According to Ms. Do Thu Hang, Senior Director of Savills Hanoi Consulting Services, the market is witnessing an imbalance between demand and supply of apartments in Hanoi, especially for products in the affordable segment. The metro line and ring roads, when completed, will promote the trend of gradually moving out of the center.

Meanwhile, in Ho Chi Minh City, primary supply has been on a continuous decline since 2017. In the fourth quarter of 2023, primary supply reached 7,600 apartments, down 5% year-on-year.

It is worth mentioning that the average primary selling price in the quarter in Ho Chi Minh City suddenly decreased and returned to the 2020 level of VND 69 million/m2, down 45% compared to the same period last year.

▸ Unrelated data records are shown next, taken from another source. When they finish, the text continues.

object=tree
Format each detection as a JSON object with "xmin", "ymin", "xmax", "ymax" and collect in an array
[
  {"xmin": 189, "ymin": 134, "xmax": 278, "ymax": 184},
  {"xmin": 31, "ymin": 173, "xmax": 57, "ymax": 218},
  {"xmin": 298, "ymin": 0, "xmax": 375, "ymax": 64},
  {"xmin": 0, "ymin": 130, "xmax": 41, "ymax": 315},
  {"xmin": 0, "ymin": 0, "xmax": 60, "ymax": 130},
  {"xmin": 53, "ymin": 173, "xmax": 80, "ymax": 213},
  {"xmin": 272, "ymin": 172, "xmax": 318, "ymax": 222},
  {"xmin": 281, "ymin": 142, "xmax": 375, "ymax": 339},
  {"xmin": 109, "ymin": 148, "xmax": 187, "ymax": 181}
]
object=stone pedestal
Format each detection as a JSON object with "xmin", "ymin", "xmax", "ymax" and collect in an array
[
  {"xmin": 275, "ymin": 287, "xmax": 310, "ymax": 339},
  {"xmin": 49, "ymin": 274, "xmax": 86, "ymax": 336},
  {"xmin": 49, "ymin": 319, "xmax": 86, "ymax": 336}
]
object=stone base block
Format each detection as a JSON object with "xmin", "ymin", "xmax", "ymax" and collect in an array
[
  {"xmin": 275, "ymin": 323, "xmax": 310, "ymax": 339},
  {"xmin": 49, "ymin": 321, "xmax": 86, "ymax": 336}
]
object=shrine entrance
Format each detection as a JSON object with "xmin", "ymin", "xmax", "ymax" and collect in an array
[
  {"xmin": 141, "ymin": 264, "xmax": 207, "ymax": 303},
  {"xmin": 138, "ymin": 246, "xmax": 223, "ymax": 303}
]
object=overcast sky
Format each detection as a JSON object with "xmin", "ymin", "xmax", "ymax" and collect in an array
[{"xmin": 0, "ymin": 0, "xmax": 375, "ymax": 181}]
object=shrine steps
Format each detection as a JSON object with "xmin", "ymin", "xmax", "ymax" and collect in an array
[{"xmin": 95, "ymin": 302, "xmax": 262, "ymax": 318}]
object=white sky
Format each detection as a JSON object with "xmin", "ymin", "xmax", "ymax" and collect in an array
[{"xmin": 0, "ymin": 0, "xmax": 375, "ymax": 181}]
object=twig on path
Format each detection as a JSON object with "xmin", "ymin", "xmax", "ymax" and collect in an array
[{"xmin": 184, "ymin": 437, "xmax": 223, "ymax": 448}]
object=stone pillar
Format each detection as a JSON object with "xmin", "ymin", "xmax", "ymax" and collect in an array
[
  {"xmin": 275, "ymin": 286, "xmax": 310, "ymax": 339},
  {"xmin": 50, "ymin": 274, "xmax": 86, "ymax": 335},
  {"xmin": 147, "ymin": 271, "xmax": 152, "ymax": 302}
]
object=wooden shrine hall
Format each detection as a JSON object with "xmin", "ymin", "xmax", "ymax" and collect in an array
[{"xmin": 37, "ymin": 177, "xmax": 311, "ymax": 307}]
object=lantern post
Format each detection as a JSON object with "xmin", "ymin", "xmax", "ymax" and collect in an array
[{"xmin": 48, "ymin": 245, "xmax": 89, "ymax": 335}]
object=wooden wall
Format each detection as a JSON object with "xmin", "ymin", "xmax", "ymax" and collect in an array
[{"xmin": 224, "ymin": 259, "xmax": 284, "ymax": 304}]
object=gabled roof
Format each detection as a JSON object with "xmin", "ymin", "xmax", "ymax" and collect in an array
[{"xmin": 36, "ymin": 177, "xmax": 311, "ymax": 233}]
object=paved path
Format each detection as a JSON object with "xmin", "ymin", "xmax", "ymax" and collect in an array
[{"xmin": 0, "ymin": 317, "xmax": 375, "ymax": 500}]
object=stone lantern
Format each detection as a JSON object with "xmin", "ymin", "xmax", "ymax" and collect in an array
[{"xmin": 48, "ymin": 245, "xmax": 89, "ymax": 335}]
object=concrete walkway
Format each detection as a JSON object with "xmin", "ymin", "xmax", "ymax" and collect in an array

Ms. Giang Huynh, Deputy Director, Head of Research Department and S22M commented: The supply of residential real estate in Ho Chi Minh City is currently very low, especially for a market of more than 10 million people.

“According to Savills’ Q4/2023 market report, in Ho Chi Minh City, the profit from apartment investment has decreased slightly over the past 5 years, but is still higher than the interest rate of bank deposits. Therefore, apartments continue to be considered a profitable investment channel,” said Ms. Huynh.

For the villa and townhouse segment, the supply of villas/townhouses continued to remain low. In Hanoi, the primary supply of villas/townhouses reached 710 units from 16 projects, down 23% year-on-year. Limited supply with high-priced inventory has greatly affected the market absorption rate.

In Hanoi, the fourth quarter saw sales volume drop 37% quarter-on-quarter and 67% year-on-year to 64 units. The absorption rate in the quarter was only 9%, down 5 percentage points quarter-on-quarter and 12 percentage points year-on-year.

Despite a slight increase of 1% quarter-on-quarter and 10% year-on-year in 2022, in the last quarter of 2023, the primary supply of villas/townhouses in Ho Chi Minh City continued to be low with only 771 units.

Performance for this product line was also lackluster, with sales in the quarter reaching 64 units, equal to Q3.2023 but down 24% YoY. Absorption remained at 8%, equal to the previous quarter but down 4 percentage points YoY.

Limited supply and increasingly high prices compared to the affordability of people in Hanoi and Ho Chi Minh City are boosting the appeal of satellite cities.

With the support of the ring road project network in Hanoi and Ho Chi Minh City, these areas are becoming more attractive to real estate buyers thanks to convenient connectivity, diverse products and more affordable prices.

From 2024 to 2026, suburban districts will contribute 74% of new townhouse supply in Hanoi and 75% in Ho Chi Minh City.

Commenting on the overall housing real estate market, Ms. Huynh said that the housing supply in Hanoi and Ho Chi Minh City is often low and many people cannot access housing prices. This is pushing demand to neighboring provinces.

“The outlook for the commercial segment in both Hanoi and Ho Chi Minh City remains positive, with demand forecast to support future supply. Office supply in Vietnam is increasingly “green”, with most new projects from now until 2026 expected to achieve green certification,” Giang added.